Quoi de plus absurde effectivement qu'une femme qui parle de sa sexualité ? On rêve.
Bon, il faut dire que l'ex égérie Disney et comédienne cultissime n'y va pas par le dos de la cuillère, dans cette toute nouvelle ballade sentimentale qui ferait passer Wood de Taylor Swift pour du Vianney. Extraits choisis : "Je veux juste le début, pas la fin / Je veux le moment où tu disais "putain" / Au fond d'un bar miteux, en train de te faire une fellation"
Suite des joyeusetés dans ce futur tube potentiel qui fait couler tellement d'encre : "....Puis rentrer en douce tard, réveiller tes colocs, Je veux les meilleurs moments, 10 sur 10 / Les papillons dans le ventre quand je te tenais la main / Avant qu'on se retrouve sous le lit / Et qu'on devienne quasiment colocataires / Je me touche devant la porte d'entrée / Mais tu ne me regardes même plus."
Et cela ne s'arrête pas là. Forcément, les gens réagissent et pas toujours les mieux lunés.
Hiary Duff fait ce que l'on appelle une Miley Cyrus dans le jargon : quand une ex égérie Disney se met à entreprendre un virage plus trash et frondeur, et aborde notamment la sexualité féminine. Sa sexualité.
Un plaisir au féminin qu'elle assume complètement et aborde frontalement dans cette sérénade douce-amère sur ses émois et sa mélancolie. Masturbation, fellation, elle ne craint pas de dire les termes et cela gêne les réacs semble-t-il.

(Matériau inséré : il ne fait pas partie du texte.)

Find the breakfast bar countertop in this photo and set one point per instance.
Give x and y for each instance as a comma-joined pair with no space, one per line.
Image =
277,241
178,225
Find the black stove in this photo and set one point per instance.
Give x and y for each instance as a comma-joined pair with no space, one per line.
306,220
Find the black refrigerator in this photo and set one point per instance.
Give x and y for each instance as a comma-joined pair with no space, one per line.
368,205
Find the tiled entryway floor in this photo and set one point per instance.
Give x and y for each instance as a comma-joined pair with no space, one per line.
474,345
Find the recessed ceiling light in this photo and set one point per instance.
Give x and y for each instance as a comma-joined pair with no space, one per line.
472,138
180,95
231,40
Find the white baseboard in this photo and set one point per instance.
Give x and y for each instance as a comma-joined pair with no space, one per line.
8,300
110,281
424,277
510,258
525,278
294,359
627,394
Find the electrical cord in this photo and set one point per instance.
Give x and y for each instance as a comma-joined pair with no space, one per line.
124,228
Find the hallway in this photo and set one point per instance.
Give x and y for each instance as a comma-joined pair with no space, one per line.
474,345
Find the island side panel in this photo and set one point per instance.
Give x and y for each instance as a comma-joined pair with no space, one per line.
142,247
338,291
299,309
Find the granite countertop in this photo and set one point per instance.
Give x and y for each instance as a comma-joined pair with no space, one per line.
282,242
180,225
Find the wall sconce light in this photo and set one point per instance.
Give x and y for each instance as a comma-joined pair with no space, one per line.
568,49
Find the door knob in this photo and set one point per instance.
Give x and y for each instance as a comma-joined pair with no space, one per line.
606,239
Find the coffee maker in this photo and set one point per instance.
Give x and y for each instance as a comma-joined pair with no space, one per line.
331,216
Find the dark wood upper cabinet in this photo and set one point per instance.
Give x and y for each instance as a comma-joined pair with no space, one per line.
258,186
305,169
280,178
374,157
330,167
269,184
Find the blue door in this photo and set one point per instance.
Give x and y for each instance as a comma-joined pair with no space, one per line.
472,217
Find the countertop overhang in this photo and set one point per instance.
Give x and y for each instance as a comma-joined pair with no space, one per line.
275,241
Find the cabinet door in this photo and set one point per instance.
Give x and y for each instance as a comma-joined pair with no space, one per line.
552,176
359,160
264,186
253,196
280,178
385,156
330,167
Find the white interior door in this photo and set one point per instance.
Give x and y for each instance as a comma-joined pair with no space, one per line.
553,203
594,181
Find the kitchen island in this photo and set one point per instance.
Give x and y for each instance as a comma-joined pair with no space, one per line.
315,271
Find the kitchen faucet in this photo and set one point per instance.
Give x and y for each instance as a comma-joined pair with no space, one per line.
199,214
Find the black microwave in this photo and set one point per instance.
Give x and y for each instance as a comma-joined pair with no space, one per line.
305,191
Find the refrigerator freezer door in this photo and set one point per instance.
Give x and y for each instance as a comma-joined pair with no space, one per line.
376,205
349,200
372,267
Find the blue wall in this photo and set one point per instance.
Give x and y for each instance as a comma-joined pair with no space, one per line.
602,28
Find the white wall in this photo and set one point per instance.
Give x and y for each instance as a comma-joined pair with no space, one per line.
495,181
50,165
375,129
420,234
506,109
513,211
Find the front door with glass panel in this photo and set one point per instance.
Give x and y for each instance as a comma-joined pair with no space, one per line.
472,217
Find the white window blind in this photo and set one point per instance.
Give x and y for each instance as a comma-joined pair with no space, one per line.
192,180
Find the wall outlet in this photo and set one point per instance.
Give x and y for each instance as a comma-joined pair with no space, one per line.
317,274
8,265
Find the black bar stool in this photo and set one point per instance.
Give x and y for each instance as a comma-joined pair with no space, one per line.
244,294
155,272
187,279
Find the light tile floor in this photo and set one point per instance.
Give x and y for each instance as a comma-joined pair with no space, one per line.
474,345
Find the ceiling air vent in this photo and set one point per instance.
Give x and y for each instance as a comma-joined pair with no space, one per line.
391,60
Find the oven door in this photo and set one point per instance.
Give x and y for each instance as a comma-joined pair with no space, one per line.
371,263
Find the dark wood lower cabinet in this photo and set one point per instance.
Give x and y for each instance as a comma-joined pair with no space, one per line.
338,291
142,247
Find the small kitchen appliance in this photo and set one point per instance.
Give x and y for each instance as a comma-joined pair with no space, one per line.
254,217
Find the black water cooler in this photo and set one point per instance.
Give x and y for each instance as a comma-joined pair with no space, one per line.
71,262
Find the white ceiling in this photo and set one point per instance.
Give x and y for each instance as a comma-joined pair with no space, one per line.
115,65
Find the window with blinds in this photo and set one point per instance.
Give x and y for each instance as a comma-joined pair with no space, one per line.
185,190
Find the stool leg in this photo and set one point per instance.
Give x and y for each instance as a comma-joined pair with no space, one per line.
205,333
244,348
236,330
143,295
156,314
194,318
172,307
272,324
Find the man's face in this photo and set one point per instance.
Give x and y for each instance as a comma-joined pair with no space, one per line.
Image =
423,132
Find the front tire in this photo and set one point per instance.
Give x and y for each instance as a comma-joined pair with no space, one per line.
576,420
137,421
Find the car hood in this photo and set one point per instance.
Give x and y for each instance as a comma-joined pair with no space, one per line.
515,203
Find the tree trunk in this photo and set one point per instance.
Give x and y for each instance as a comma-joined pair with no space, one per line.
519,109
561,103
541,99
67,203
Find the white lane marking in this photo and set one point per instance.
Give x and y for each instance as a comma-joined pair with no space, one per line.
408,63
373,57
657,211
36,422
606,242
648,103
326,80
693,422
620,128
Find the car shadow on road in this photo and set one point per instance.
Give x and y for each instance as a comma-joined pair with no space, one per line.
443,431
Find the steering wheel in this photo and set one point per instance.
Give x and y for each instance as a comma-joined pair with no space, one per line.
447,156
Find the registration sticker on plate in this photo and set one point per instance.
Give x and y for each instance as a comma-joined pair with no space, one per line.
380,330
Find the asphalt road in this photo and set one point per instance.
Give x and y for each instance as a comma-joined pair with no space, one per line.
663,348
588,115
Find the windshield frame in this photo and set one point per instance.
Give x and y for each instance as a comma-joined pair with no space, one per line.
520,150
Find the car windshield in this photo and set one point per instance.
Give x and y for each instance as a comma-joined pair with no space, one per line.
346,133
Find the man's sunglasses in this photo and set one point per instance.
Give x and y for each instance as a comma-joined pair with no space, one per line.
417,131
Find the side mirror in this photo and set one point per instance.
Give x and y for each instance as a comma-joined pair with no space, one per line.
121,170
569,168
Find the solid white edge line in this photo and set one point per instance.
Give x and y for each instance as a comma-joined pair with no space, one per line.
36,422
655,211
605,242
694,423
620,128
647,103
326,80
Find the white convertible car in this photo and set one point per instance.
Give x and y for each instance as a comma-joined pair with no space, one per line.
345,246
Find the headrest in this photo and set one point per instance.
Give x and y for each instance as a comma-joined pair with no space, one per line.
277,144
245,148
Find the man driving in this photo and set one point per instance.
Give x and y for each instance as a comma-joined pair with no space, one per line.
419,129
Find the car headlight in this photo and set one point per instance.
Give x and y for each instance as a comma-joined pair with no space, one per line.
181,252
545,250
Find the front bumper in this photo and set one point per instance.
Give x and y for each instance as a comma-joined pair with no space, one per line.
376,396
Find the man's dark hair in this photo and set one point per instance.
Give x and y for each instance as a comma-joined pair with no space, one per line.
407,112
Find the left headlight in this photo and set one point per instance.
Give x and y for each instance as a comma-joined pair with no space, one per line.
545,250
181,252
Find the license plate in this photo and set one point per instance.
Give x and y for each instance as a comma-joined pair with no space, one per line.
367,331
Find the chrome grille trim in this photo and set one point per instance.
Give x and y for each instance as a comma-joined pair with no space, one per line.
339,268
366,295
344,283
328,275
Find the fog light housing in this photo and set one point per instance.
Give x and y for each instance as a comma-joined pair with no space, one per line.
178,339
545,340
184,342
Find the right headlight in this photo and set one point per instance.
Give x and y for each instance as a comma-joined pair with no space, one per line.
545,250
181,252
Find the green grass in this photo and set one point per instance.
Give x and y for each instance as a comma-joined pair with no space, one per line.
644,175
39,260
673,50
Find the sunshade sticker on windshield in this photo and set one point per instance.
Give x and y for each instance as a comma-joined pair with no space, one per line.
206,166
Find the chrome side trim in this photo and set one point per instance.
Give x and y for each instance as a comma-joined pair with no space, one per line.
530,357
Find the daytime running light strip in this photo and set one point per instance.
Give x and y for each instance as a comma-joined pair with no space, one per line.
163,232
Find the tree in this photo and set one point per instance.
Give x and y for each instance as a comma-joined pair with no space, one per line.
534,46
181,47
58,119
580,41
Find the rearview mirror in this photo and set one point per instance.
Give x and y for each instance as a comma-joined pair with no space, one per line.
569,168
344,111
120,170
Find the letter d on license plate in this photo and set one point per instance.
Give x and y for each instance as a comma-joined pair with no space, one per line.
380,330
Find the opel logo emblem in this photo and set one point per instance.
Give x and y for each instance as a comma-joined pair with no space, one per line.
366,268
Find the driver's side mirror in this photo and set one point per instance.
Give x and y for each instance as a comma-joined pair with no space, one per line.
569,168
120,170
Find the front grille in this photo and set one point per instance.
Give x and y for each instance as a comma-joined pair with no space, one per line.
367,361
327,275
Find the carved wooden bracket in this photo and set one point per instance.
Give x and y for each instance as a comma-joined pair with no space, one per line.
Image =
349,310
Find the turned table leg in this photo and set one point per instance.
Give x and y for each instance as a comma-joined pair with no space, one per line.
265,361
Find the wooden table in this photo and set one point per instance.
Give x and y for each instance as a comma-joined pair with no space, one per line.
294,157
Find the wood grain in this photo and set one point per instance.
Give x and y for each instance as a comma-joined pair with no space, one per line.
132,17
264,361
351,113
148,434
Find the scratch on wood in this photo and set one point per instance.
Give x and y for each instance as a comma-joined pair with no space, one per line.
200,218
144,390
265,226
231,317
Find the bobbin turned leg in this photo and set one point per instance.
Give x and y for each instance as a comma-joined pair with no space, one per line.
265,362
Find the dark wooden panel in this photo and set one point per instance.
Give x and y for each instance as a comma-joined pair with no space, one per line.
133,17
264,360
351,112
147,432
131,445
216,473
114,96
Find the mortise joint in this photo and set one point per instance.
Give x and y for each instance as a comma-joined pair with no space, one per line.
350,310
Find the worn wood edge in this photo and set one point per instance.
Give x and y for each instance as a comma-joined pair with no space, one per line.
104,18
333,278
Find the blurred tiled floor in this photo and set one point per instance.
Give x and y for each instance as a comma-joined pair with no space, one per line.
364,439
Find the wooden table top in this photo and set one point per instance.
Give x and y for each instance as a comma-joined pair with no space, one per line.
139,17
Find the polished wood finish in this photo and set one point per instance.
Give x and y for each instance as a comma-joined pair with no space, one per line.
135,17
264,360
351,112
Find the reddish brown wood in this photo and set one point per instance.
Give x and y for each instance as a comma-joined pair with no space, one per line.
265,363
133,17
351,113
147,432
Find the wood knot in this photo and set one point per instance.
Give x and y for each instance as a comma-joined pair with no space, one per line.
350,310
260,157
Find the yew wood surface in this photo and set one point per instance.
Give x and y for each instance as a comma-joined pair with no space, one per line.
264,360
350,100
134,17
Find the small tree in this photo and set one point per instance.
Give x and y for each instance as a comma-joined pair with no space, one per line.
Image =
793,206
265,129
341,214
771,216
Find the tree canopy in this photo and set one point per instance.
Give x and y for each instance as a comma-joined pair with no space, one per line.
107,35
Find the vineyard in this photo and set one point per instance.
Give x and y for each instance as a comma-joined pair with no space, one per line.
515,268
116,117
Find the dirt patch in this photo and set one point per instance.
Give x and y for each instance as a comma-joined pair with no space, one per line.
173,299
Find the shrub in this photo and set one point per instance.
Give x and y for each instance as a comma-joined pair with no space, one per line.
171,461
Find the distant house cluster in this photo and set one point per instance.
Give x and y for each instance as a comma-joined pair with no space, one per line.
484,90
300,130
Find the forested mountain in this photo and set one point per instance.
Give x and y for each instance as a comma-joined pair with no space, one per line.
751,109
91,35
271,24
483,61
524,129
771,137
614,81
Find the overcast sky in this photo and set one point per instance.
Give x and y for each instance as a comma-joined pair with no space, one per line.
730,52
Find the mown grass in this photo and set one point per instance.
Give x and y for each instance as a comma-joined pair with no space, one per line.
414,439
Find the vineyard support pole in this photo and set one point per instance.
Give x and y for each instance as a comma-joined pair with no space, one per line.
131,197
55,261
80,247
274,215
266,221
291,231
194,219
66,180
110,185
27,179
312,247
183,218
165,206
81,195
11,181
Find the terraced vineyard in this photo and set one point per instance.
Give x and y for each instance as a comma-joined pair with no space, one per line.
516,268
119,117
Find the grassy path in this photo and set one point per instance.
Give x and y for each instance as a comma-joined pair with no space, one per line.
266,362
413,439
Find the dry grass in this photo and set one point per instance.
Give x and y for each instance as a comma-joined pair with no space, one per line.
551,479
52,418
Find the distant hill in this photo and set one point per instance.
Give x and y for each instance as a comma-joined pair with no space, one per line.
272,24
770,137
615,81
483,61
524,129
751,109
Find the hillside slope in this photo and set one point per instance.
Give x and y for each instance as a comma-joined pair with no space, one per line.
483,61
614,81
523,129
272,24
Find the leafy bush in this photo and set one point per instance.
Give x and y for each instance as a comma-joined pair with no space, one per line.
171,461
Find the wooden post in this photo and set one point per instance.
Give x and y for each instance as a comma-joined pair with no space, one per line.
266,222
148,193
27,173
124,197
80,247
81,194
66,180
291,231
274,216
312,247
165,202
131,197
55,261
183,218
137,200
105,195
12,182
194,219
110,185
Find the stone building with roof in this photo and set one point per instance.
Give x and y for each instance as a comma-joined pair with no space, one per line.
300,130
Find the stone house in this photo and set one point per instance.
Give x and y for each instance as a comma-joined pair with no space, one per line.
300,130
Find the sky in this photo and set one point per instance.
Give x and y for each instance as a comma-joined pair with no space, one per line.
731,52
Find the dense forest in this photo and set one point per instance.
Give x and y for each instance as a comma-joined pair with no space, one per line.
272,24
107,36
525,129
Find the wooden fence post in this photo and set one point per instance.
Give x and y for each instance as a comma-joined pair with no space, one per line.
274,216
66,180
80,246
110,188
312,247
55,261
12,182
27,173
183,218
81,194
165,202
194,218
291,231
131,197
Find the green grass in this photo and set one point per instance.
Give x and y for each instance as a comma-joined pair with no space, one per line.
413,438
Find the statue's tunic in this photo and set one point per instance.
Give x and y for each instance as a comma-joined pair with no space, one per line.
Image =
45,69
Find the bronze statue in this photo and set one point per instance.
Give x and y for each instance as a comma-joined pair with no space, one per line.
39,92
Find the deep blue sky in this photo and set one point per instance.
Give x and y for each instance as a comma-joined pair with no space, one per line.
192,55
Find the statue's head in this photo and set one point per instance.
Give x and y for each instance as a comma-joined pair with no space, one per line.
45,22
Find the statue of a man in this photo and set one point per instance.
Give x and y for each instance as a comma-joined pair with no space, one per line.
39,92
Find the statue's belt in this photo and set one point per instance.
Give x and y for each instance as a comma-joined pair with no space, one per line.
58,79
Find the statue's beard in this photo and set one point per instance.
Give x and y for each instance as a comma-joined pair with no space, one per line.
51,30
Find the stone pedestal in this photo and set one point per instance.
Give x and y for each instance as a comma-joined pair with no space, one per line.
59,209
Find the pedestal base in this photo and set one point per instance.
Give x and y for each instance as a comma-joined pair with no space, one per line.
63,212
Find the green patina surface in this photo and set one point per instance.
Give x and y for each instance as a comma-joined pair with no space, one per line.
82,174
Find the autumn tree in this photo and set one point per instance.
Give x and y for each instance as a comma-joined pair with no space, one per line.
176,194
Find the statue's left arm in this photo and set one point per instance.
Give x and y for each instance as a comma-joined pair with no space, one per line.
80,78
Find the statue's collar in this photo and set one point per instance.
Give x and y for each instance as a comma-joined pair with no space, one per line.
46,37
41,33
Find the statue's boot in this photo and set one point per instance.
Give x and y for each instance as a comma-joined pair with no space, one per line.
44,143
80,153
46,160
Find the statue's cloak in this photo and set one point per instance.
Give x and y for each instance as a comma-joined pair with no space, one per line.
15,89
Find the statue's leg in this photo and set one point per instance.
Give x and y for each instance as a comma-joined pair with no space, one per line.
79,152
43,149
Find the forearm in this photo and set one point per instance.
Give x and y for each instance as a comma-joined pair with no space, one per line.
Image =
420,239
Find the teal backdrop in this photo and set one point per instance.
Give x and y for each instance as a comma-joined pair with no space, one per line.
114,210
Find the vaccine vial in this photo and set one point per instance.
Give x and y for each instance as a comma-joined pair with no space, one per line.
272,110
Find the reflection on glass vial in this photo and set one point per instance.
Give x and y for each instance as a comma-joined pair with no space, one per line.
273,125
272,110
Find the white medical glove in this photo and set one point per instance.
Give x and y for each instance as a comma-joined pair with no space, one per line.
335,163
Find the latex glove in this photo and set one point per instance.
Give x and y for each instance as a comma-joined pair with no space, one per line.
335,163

Ce que l'on reproche à Hilary Duff en vérité, comme en témoignent nimbées de commentaires d'une autre époque, c'est qu'elle soit une mère de famille et qu'elle ait une sexualité, tout cela à la fois. Et qu'elle en parle. Oui, dit comme ça, on a l'impression d'en revenir aux années cinquante et à l'ère de Mad Men, niveau progressisme. Il faut dire qu'un bon gros vent d'idéologie réac fait ses émules outre-atlantique. Avec notamment la tendance effrayante des tradwives, ces mères au foyer aliénées pour être soumises à la domination masculine et maritale.
Cohérent hélas que le conservatisme aille jusqu'à ériger Hilary Duff en "mauvaise mère" ou en "mauvaise femme", au choix. On préfère en rire plutôt que d'en pleurer, et on félicité Hilary d'être aussi libre dans ses créations.
D'ailleurs on vous le rappelle au cas où, mais Taylor, la reine de ce monde, aborde elle aussi régulièrement la sexualité dans ses chansons, depuis des années. "Wood" : "Son amour était la clé qui a ouvert mes cuisses.". "Dress" : "J'ai acheté cette robe uniquement pour que tu puisses l'enlever". "False God" : "L'autel, ce sont mes hanches.". "Treacherous" : « Approche tes lèvres des miennes tant qu'elles ne se touchent pas, flou, les yeux dans les yeux Jusqu'à ce que la gravité devienne trop forte, et je ferai tout ce que tu me diras si tu le dis avec tes mains ».
Et on en oublie certainement. Comme quoi, il n'est pas rare que des popstars se contrefichent des élans hyper conservateurs des plus vieillots auditeurs.
Rolling Stone le rappelle avec force détails, ce come back est inédit : "L'artiste aux multiples talents s'apprête à sortir son premier album en plus de 10 ans, intitulé Luck… or Something, le 20 février. Elle a depuis sorti le premier single, « Mature », en novembre, sa première proposition musicale solo depuis Breathe In. Breathe Out. en 2015, produit par Koma."